Kurdish informants have told DEBKA-Net-Weekly‘s sources that meeting Talabani’s demands is the least Washington can do to repay the Kurds for their help in nabbing Saddam Hussein.


As for possible objections to a Kurdish Federation from their historic nemesis, Turkey, one influential Kurd said dismissively: “What can the Turks do, invade northern Iraq? They’d only run up against us and then the Americans.”


Possible slip twixt cup and lip


An omen of the obstacles ahead of Talabani’s fertile thinking on Kurdistan and premiership ambitions in Baghdad, surfaced this week in a clamorous demonstration staged in Kirkuk on Wednesday, December 31. It was not the one the Kurdish leader had in mind, but the opposite. The opponents of a Kurdish Federation program made their voices heard for the first time – and not spontaneously. The assortment of Turkomans, Assyrians and local Arab Sunnis were organized by the Chaldean Patriarch of Babylonia, Emmanuel III Delly.


When the protesters rioted and Iraqi policemen began shooting, the patriarch appealed to a Shiite friend, Moqtada al-Sadr, to send in his militiamen from his stronghold in southern Baghdad to defend the protesters, not realizing that the former rebel had been secretly persuaded to repent of his unruly ways and converted as a stalwart of the Shiite mainstream and ally of US administrator Paul Bremer.

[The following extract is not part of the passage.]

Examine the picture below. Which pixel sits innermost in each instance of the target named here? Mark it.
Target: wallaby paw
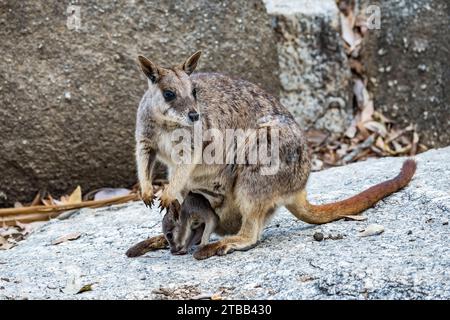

DEBKA-Net-Weekly‘s report that, instead of responding to the Chaldean patriarch’s appeal, the former rebel cleric sent a unit of armed militiamen to Kirkuk who opened fire indiscriminately on Iraqi police and protesters alike, leaving two rioters dead and several injured.


This incident was educational for Talabani. He discovered that his Federation program had strong opposition in Kirkuk and Mosul. In particular, he would have to reckon with the Assyrian community which is weak and fragmented in Iraq, but has a powerful lobby in Washington backed by Assyrian communities in California, Michigan and Ohio. Their vote is actively sought in American presidential and congressional elections.


The community in Iraq therefore has a strong political card to play in Washington, one that is denied the Kurds.